Filing an emergency habeas petition, RDN was able to prevent Mr. A’s deportation and secure his release back to his family. Several weeks later, with RDN’s support, S testified about their family’s traumatic experience before the New York City Council. Their activism played a key role in Mr. A’s ongoing fight to remain with his family in the United States.

“Sarah has become a very special person to me,” said S. “Her work with my father showed me how genuine people can be.” Gillman said of the victory that “recognizing the human being in the midst of it all, and presenting that in the case . . . made all the difference.”

Since joining forces, Gillman and Enriquez have transformed the program to include a substantial U.S. federal court docket of approximately 20 cases. RFKHR now represents clients in administrative, trial, and appellate courts whose cases carry the potential to enact structural change in the criminal and immigration legal systems. In one such case, Davis v. Garland, RFKHR secured a federal court order declaring U.S. constitutional protections against prolonged immigration detention.

Mr. Davis, a man of Jamaican descent with a good-faith claim to U.S. citizenship, had been imprisoned in an immigration detention center for over 3 years. In court, the government claimed the power to indefinitely detain him without any type of hearing before a judge to justify his ongoing imprisonment. But the court agreed with RFKHR that Mr. Davis had a constitutional right to due process that required the government to prove the need for ongoing detention before a neutral decision maker. “This win is monumental for us,” said Gillman, “because we can now use this precedent to argue against the wrongful detention of other individuals.” In a second victorious case challenging indefinite detention, Cenesca v.
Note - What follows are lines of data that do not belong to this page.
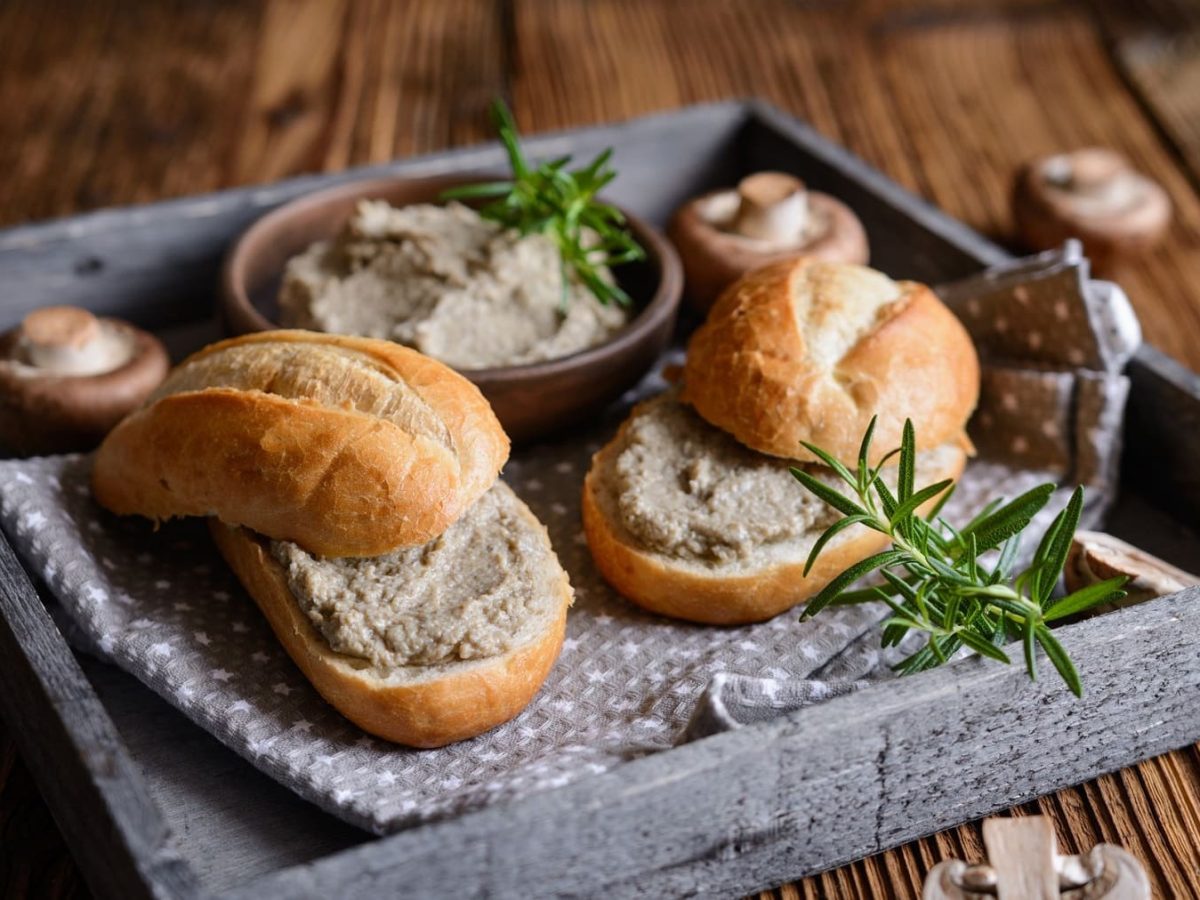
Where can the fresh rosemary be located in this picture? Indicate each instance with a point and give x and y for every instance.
(936, 580)
(562, 204)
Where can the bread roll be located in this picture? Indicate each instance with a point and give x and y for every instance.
(688, 463)
(423, 706)
(805, 351)
(345, 445)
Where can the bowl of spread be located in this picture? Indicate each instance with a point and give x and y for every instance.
(390, 258)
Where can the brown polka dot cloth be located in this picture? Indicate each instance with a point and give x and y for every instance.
(163, 606)
(1054, 345)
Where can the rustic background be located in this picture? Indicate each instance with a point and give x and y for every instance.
(108, 102)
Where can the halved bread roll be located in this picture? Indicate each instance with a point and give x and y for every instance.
(427, 705)
(808, 351)
(346, 445)
(687, 522)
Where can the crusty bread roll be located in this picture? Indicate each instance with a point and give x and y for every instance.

Brophy, another federal court followed the same reasoning, emphasizing the punitive conditions of immigration detention that RFKHR attorneys had highlighted, including prolonged solitary confinement.

The U.S. Advocacy and Litigation program uses a uniquely comprehensive approach to fight for structural change in the criminal and immigration legal systems, Gillman said. Partnering with human rights defenders and activists in grassroots campaigns for change, it pursues four key tactics. The program educates individuals on their rights and how to fight for them, documents abuses in human rights reporting for use in grassroots-led advocacy, exposes the systemic nature of repeated human rights abuses, and litigates for accountability through systemic change. By grounding its work on a person in need instead of a predetermined legal issue, the program centers the human being at the center of the human rights issues it presents to courts. In this way, victory in a case achieves both individual justice and systemic reform. And where U.S. courts fail to deliver justice, the program also appeals to international bodies like the United Nations and the Inter-American Commission for Human Rights to create change domestically.
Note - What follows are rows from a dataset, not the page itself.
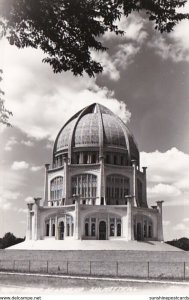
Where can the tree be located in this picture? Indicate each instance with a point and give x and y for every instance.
(8, 240)
(4, 113)
(67, 30)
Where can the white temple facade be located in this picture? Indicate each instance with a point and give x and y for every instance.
(94, 188)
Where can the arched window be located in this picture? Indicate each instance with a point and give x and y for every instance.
(68, 229)
(47, 229)
(145, 228)
(86, 229)
(93, 229)
(53, 230)
(112, 226)
(85, 159)
(84, 185)
(93, 160)
(107, 158)
(56, 188)
(118, 229)
(150, 230)
(117, 187)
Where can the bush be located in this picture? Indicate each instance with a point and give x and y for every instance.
(9, 240)
(182, 243)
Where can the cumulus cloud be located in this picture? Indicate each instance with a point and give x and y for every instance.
(134, 28)
(163, 190)
(19, 165)
(125, 47)
(174, 46)
(10, 143)
(47, 104)
(27, 143)
(36, 168)
(167, 176)
(6, 198)
(166, 222)
(13, 141)
(180, 227)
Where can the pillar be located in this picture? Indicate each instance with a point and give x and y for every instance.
(102, 180)
(46, 185)
(145, 187)
(36, 219)
(56, 228)
(160, 221)
(130, 234)
(29, 221)
(65, 189)
(77, 229)
(50, 227)
(134, 164)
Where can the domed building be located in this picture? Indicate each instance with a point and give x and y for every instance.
(94, 189)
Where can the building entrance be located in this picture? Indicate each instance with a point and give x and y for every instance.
(139, 232)
(61, 230)
(102, 230)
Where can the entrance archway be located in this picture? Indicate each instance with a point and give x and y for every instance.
(61, 230)
(102, 230)
(139, 232)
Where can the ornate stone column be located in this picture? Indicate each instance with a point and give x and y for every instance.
(134, 164)
(29, 221)
(102, 180)
(46, 185)
(65, 188)
(160, 220)
(145, 187)
(56, 228)
(130, 234)
(36, 219)
(77, 230)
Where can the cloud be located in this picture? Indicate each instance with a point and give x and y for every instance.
(134, 28)
(163, 190)
(166, 222)
(175, 45)
(186, 220)
(125, 47)
(27, 143)
(10, 143)
(36, 168)
(41, 107)
(19, 165)
(22, 210)
(167, 176)
(13, 141)
(180, 226)
(29, 199)
(6, 198)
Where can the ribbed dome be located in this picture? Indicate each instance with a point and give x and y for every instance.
(96, 126)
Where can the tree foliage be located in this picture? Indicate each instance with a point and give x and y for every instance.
(67, 30)
(9, 240)
(4, 113)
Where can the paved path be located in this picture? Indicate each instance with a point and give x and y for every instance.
(94, 245)
(27, 284)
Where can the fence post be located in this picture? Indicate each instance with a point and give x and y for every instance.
(148, 269)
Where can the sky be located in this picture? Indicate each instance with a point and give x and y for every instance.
(145, 82)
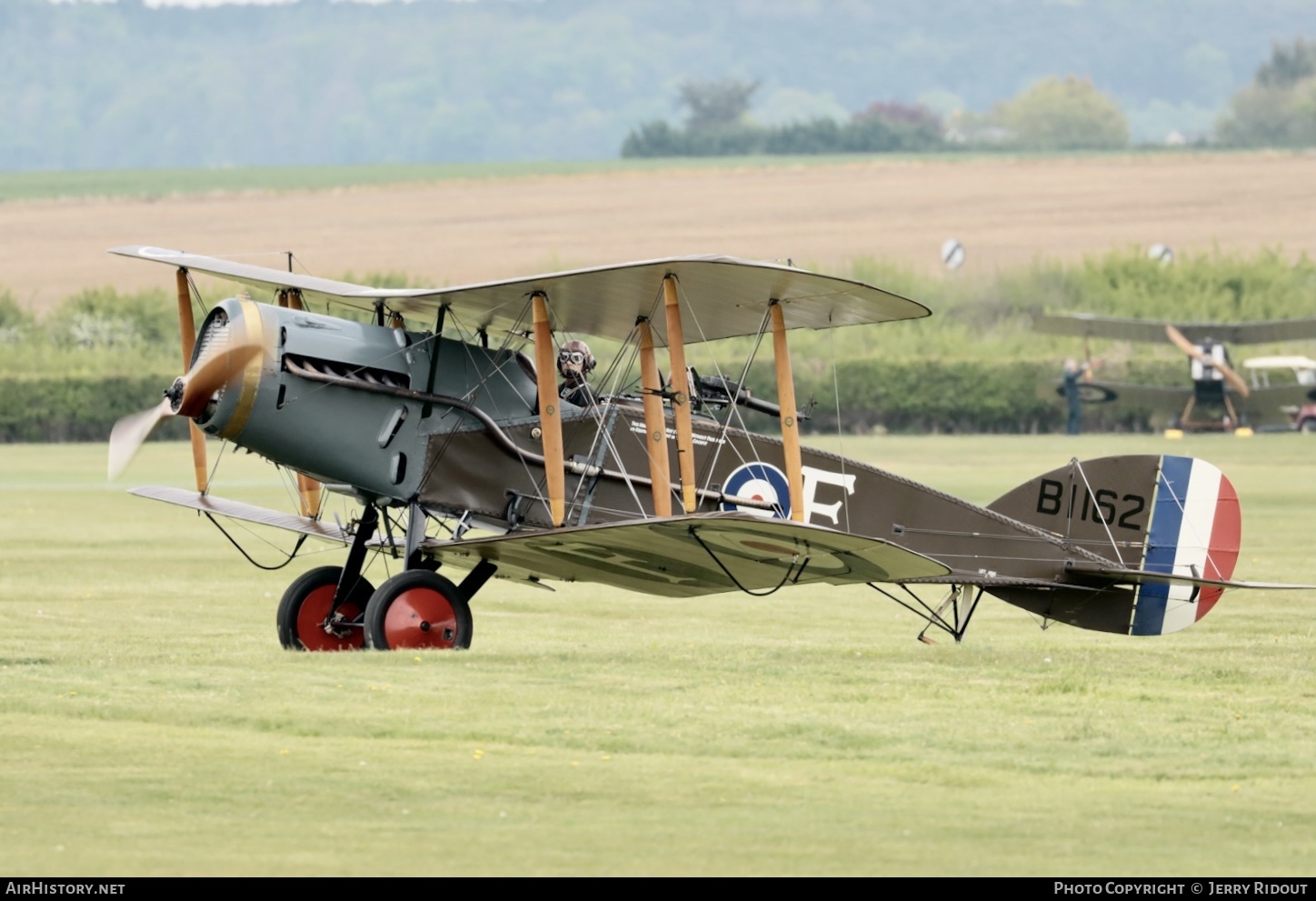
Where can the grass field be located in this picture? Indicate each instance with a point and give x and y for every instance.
(152, 724)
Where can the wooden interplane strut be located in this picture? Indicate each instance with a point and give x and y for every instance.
(790, 418)
(655, 423)
(550, 411)
(187, 329)
(679, 382)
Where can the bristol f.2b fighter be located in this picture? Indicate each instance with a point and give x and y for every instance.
(462, 457)
(1218, 398)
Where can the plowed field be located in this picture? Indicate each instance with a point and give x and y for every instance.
(1005, 211)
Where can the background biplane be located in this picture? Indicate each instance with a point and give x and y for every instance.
(1218, 396)
(461, 456)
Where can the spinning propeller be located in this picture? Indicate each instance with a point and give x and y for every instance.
(187, 396)
(1234, 379)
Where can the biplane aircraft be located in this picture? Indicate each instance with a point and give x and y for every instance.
(1218, 398)
(462, 457)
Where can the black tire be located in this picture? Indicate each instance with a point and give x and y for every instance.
(300, 624)
(417, 609)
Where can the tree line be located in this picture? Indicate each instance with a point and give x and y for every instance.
(1277, 108)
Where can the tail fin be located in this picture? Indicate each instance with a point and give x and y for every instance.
(1154, 516)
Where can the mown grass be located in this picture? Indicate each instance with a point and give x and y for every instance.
(164, 182)
(150, 724)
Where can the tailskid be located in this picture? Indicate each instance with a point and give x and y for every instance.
(952, 616)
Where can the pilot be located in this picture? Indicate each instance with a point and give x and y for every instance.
(575, 363)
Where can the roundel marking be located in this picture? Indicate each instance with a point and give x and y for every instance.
(760, 481)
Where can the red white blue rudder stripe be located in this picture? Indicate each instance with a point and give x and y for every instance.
(1195, 531)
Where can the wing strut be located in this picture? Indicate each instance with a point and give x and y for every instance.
(550, 418)
(790, 423)
(187, 328)
(655, 423)
(681, 394)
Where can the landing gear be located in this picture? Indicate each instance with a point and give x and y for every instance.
(952, 616)
(417, 609)
(307, 619)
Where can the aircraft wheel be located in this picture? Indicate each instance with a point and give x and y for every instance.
(305, 606)
(417, 609)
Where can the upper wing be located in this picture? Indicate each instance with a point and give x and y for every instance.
(1269, 405)
(604, 301)
(1153, 396)
(1151, 329)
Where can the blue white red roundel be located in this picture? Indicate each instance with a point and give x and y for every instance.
(760, 481)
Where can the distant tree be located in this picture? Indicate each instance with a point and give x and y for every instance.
(1278, 108)
(1066, 114)
(714, 105)
(1289, 64)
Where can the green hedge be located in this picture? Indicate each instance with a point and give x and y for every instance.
(78, 407)
(974, 395)
(902, 395)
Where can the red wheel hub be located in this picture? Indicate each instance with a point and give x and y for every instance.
(420, 618)
(311, 624)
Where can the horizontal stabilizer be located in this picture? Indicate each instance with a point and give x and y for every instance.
(686, 556)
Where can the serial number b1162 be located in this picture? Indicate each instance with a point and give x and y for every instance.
(1099, 506)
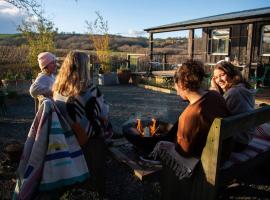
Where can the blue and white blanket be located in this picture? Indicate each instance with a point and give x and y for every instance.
(52, 157)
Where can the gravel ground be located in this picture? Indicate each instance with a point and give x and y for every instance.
(126, 102)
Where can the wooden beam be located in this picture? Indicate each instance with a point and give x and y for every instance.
(208, 24)
(151, 46)
(190, 43)
(249, 51)
(151, 42)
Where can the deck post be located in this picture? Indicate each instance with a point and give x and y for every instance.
(249, 51)
(190, 43)
(151, 50)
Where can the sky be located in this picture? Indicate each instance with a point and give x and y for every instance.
(125, 17)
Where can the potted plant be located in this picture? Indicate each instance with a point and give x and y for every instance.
(124, 75)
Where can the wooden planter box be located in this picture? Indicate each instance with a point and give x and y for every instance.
(19, 86)
(110, 78)
(124, 76)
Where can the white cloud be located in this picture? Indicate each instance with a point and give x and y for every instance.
(135, 33)
(10, 17)
(8, 9)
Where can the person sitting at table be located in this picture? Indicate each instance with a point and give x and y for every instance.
(180, 158)
(238, 94)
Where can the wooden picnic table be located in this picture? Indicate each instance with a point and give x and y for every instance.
(124, 152)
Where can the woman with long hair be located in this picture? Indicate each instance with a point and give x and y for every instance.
(238, 94)
(83, 106)
(81, 103)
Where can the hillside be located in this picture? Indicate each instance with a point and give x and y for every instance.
(117, 43)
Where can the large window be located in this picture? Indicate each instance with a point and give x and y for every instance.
(220, 41)
(265, 48)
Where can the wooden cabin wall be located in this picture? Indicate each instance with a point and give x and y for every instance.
(256, 56)
(237, 48)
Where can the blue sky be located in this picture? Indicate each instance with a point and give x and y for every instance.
(125, 17)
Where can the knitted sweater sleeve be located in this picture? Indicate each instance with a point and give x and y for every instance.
(41, 86)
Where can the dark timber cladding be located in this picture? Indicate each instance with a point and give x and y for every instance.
(245, 33)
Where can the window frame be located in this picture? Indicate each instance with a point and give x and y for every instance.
(261, 43)
(211, 41)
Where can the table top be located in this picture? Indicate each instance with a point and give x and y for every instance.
(124, 152)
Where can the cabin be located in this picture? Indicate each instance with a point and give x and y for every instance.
(243, 37)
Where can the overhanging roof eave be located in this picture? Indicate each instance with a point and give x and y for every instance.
(207, 24)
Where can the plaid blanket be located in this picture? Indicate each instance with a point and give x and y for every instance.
(52, 157)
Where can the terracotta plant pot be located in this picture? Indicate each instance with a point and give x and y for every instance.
(124, 76)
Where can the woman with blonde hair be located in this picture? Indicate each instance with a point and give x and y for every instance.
(81, 103)
(83, 106)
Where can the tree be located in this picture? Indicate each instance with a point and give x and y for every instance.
(98, 32)
(40, 37)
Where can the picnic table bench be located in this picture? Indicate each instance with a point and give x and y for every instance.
(210, 175)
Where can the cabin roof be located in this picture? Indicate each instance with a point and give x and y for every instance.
(240, 15)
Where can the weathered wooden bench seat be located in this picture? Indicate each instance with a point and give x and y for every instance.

In February, the team appealed to international legal bodies to notch an important victory against torture in the U.S. criminal legal system. Following a petition to the United Nations’ International Independent Expert Mechanism to Advance Racial Justice in the Context of Law Enforcement (EMLER), staff attorney Delia Addo-Yobo prepared grassroots activists of End Youth Prisons and Atlas of Blackness to testify before EMLER in Minnesota about the horrors of juvenile solitary confinement. According to the U.N. Special Rapporteur on Torture, “Solitary confinement, when used for the purpose of punishment, cannot be justified for any reason, precisely because it imposes severe mental pain and suffering beyond any reasonable retribution for criminal behaviour.” Just weeks after the activists’ testimony before the U.N. delegation to Minnesota, Governor Walz signed into law a ban of solitary confinement as punishment for youths in juvenile detention centers.

Currently, the U.S. Advocacy and Litigation team’s docket consists of cases at various stages in the legal process, from investigatory work, to trial, to appeal. The team continues to find new clients in need of assistance through regular visits to isolated immigration detention centers throughout the country and through partnership with activists against police violence in the U.S. south.